The field of metagenomics arguably represents the area of study whose methods have been most affected by the development of NGS technologies. Broadly defined as the study of genetic material recovered directly from environmental samples, metagenomics makes great use of new sequencing technologies that allow for the detection of small amounts of genetic material while analyzing many different samples in parallel. The study of the microbiome, which for humans most often focuses on an analysis of material found in the gut, can be considered a subfield of metagenomics.

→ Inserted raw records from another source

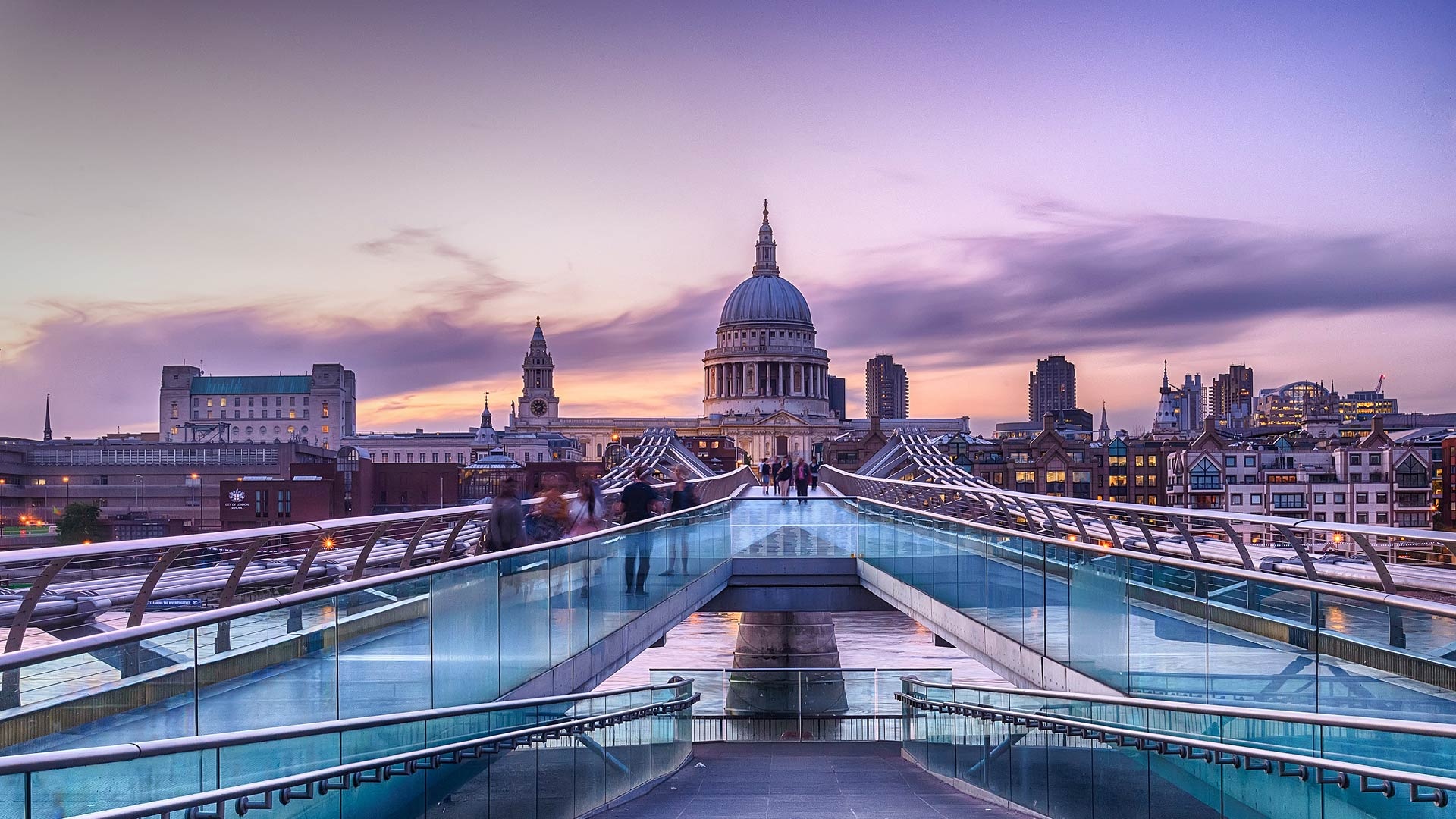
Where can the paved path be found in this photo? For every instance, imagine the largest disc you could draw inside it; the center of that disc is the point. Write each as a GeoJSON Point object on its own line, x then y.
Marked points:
{"type": "Point", "coordinates": [804, 781]}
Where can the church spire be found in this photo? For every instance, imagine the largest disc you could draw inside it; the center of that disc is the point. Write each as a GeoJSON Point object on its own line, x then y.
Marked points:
{"type": "Point", "coordinates": [764, 260]}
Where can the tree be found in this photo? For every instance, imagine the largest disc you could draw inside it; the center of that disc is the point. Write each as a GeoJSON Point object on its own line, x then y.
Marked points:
{"type": "Point", "coordinates": [80, 522]}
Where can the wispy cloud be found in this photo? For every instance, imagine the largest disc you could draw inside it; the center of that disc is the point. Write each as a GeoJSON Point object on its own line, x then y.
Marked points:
{"type": "Point", "coordinates": [1084, 283]}
{"type": "Point", "coordinates": [1090, 281]}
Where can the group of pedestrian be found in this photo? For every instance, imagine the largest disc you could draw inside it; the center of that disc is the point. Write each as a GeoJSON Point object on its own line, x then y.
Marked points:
{"type": "Point", "coordinates": [555, 518]}
{"type": "Point", "coordinates": [780, 474]}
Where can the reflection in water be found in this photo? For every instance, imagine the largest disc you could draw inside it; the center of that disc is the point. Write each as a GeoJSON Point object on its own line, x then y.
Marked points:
{"type": "Point", "coordinates": [886, 640]}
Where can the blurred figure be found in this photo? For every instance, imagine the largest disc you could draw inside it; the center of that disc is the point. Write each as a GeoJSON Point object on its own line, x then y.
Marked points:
{"type": "Point", "coordinates": [507, 525]}
{"type": "Point", "coordinates": [549, 521]}
{"type": "Point", "coordinates": [638, 502]}
{"type": "Point", "coordinates": [587, 515]}
{"type": "Point", "coordinates": [683, 497]}
{"type": "Point", "coordinates": [801, 480]}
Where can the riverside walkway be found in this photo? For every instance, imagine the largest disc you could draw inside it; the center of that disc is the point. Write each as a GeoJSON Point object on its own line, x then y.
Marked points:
{"type": "Point", "coordinates": [327, 692]}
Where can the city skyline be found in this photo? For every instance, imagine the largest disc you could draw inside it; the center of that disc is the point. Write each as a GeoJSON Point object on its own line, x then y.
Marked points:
{"type": "Point", "coordinates": [1279, 199]}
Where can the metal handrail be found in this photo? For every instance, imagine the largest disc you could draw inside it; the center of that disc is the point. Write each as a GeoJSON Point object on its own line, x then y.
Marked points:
{"type": "Point", "coordinates": [91, 643]}
{"type": "Point", "coordinates": [378, 770]}
{"type": "Point", "coordinates": [1316, 585]}
{"type": "Point", "coordinates": [121, 752]}
{"type": "Point", "coordinates": [1209, 751]}
{"type": "Point", "coordinates": [1084, 512]}
{"type": "Point", "coordinates": [1445, 730]}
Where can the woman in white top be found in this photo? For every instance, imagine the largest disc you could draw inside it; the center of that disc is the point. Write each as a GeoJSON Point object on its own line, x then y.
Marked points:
{"type": "Point", "coordinates": [587, 515]}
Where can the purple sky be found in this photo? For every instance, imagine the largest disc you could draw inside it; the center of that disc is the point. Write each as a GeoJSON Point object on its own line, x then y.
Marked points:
{"type": "Point", "coordinates": [968, 187]}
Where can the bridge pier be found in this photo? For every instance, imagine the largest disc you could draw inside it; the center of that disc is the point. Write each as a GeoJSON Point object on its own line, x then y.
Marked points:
{"type": "Point", "coordinates": [786, 640]}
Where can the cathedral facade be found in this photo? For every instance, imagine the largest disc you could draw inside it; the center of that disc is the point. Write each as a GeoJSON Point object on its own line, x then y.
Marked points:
{"type": "Point", "coordinates": [764, 381]}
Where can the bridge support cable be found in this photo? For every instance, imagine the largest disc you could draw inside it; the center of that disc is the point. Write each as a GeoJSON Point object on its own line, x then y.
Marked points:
{"type": "Point", "coordinates": [1248, 541]}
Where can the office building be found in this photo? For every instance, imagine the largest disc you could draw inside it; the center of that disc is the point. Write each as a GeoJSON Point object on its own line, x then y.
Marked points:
{"type": "Point", "coordinates": [887, 388]}
{"type": "Point", "coordinates": [1053, 387]}
{"type": "Point", "coordinates": [315, 410]}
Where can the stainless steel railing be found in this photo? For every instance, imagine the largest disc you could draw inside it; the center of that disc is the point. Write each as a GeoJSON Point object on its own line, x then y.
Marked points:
{"type": "Point", "coordinates": [61, 591]}
{"type": "Point", "coordinates": [1337, 553]}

As DNA sequencing costs per any given metric have dropped, the number of applications that can use DNA sequencing methods have increased. One such application is the use of DNA sequencing to identify the content of any give sample, whether it’s dirt, water, or air. When the technology was expensive, only specific organisms that were well known and cultured could be reasonably analyzed. This need to culture individual microbes for analysis greatly limited the diversity of organisms available for study, but it was necessary to produce enough DNA of a single kind for input into existing sequencing technologies. Now, in the context of NGS, genetic material can be analyzed free of the need for isolation and culture. DNA extracted from environmental samples can now be sequenced directly and sequencing can be used to identify the contents of the sample. Even minor components of the original sample can be found in the NGS data provided the sequencing is “deep” enough. This opens up exciting possibilities for environmental and ecological research related to fields such as public health (e.g. water quality testing) and agriculture (e.g. soil pathogen testing).
The sequencing technique of 16S rRNA sequencing has become almost synonymous with microbiome or metagenomic research. However, it’s worth noting that many researchers take issue with the use of “metagenomics” when discussing these targeted sequencing techniques. This is because the general rRNA profiling technique only focuses on a single gene that is not representative of the whole genome. Depending on the application, 16S profiling may not provide enough resolution in terms of identifying the components of the sample being studied. When specificity is needed down to the strain level, for example, most often a WGS approach is used. Since WGS, by definition, studies the complete genome of the organism in question it is WGS and related techniques that are more properly designated as “metagenomics” in related literature.